Just found an interesting link on YouTube.
YouTube


----------



## harrow (Feb 2, 2018)

I got an email today from the ebay seller offering a refund of 30%,

I have told them they can have it back and give me a refund, told them and ebay that it was not as described.


----------



## trevskoda (Feb 3, 2018)

Any one not happy I'm to blame for posting about lamp,as I got mine at half price I'm happy,I have mailed them stating that people I rec to buy the lamp are not happy and I feel responsible,I also told them to contact us here direct if they wish to talk,mind you we are a lot of wingers over 10 bucks,that's why we can of course afford big vans.:lol-049:


----------



## harrow (Feb 3, 2018)

trevskoda said:


> Any one not happy I'm to blame for posting about lamp,as I got mine at half price I'm happy,I have mailed them stating that people I rec to buy the lamp are not happy and I feel responsible,I also told them to contact us here direct if they wish to talk,mind you we are a lot of wingers over 10 bucks,that's why we can of course afford big vans.:lol-049:


That's right Trev, 

Seamus will be sending boys round !

:hammer::scared::hammer::scared::hammer:

:rulez::rulez::rulez::rulez:


----------



## trevskoda (Feb 3, 2018)

runnach said:


> Received a reply, "check box to make sure batts are missing"...........lol. Also looks like he has shut up shop, as Mrs R (used her account) can no longer reply to his message.
> 
> I don't do ebay, which is a massive playground for those who wish to con honest folks, whilst the ten pound is not a lot of money, it is the principle, I don't understand why some folks received same product with batteries, some didn't.
> 
> I'll cut my loses, I could go spend another fiver to purchase batts, to find product does even work, which I think it wont, I reckon batts are removed from faulty product when returned to seller.

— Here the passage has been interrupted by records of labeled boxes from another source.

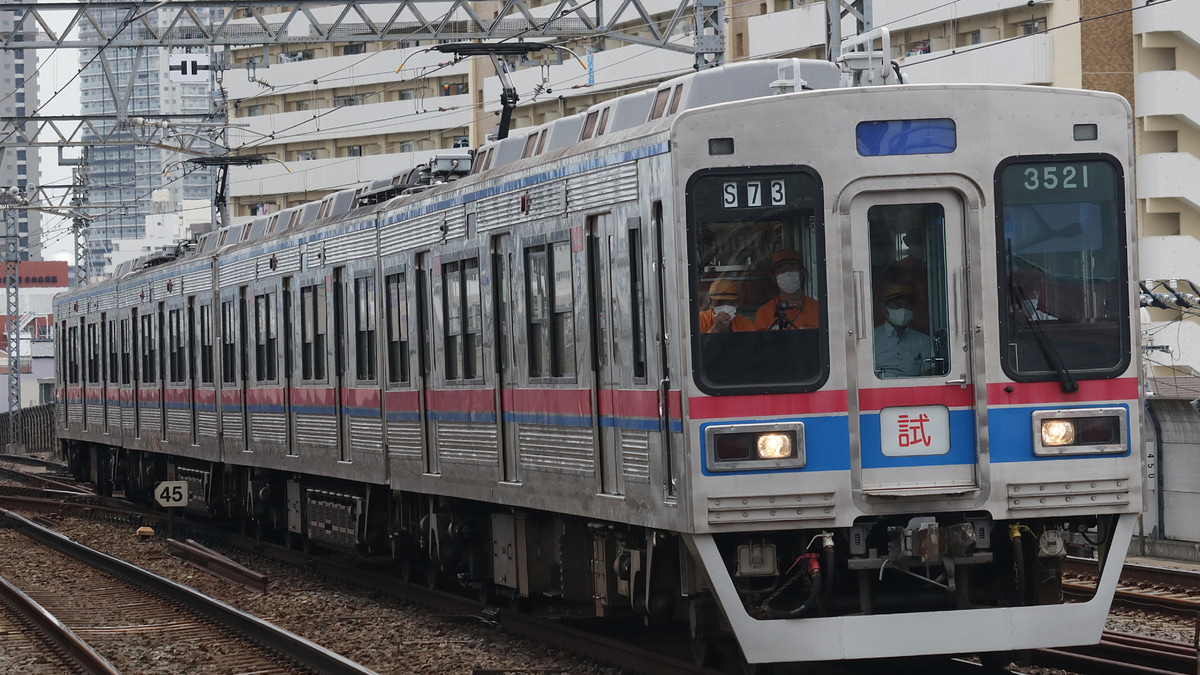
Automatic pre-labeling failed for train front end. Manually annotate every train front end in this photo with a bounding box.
[671,85,1142,663]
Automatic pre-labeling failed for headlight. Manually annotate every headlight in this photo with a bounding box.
[1042,419,1075,448]
[704,422,804,471]
[758,434,792,459]
[1033,407,1129,456]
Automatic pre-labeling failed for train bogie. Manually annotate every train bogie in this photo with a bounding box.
[56,52,1141,663]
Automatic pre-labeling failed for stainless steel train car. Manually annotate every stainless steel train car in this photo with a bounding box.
[55,49,1142,667]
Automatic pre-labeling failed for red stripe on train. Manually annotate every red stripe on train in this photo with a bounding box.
[688,390,846,419]
[988,377,1139,406]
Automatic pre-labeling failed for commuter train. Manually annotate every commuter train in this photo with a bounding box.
[55,43,1142,669]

Allways look on the bright side of life,la la .:wacko:


----------



## highlandron (Feb 3, 2018)

In between minor decorating in the kitchen and tidying out my shed - again.  Found a working laptop battery pack which came off a dead laptop.  Opened it up and found batteries which fit the LED Lamp.  They're unmarked but put out about 3.7 Volts -  Type 18650??  anyway, they are fully charged and work the LED work lamp a treat.  Can only tell if they will charge up in the unit - won't leave it unattended - and put a meter on it - so not a complete loss so far.  If there are no batteries in the lamp and it's on the USB charger it must be getting 3.7 volts off the internal charge unit.  The batteries look to be in parallel.

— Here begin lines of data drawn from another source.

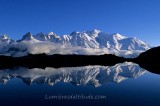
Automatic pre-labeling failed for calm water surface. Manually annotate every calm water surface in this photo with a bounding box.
[0,63,160,106]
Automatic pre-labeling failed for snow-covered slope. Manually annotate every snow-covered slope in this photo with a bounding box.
[0,29,150,57]
[0,62,146,87]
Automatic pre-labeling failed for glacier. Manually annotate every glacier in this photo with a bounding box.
[0,29,151,58]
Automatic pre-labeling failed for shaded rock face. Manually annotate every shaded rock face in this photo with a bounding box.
[0,29,150,57]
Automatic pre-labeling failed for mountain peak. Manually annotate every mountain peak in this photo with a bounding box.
[0,34,9,40]
[92,29,101,33]
[48,32,55,35]
[112,33,127,40]
[22,32,33,40]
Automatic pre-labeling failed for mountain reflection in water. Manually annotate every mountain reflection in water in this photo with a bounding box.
[0,62,146,87]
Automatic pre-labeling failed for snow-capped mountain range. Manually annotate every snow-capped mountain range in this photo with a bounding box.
[0,62,147,87]
[0,29,150,57]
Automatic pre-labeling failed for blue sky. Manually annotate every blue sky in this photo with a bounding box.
[0,0,160,46]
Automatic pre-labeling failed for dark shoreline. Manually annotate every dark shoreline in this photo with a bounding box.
[0,47,160,74]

No excuse to stop painting tonight then :sleep-040:


----------



## trevskoda (Feb 3, 2018)

highlandron said:


> In between minor decorating in the kitchen and tidying out my shed - again.  Found a working laptop battery pack which came off a dead laptop.  Opened it up and found batteries which fit the LED Lamp.  They're unmarked but put out about 3.7 Volts -  Type 18650??  anyway, they are fully charged and work the LED work lamp a treat.  Can only tell if they will charge up in the unit - won't leave it unattended - and put a meter on it - so not a complete loss so far.  If there are no batteries in the lamp and it's on the USB charger it must be getting 3.7 volts off the internal charge unit.  The batteries look to be in parallel.
> 
> No excuse to stop painting tonight then :sleep-040:
> 
> View attachment 60941



Is it good and bright,unlike me.


----------



## mistericeman (Feb 3, 2018)

highlandron said:


> In between minor decorating in the kitchen and tidying out my shed - again.  Found a working laptop battery pack which came off a dead laptop.  Opened it up and found batteries which fit the LED Lamp.  They're unmarked but put out about 3.7 Volts -  Type 18650??  anyway, they are fully charged and work the LED work lamp a treat.  Can only tell if they will charge up in the unit - won't leave it unattended - and put a meter on it - so not a complete loss so far.  If there are no batteries in the lamp and it's on the USB charger it must be getting 3.7 volts off the internal charge unit.  The batteries look to be in parallel.
> 
> No excuse to stop painting tonight then :sleep-040:
> 
> View attachment 60941



Bear in mind most 18650s out of laptop batteries are lacking an independent regulation 'pill'.... 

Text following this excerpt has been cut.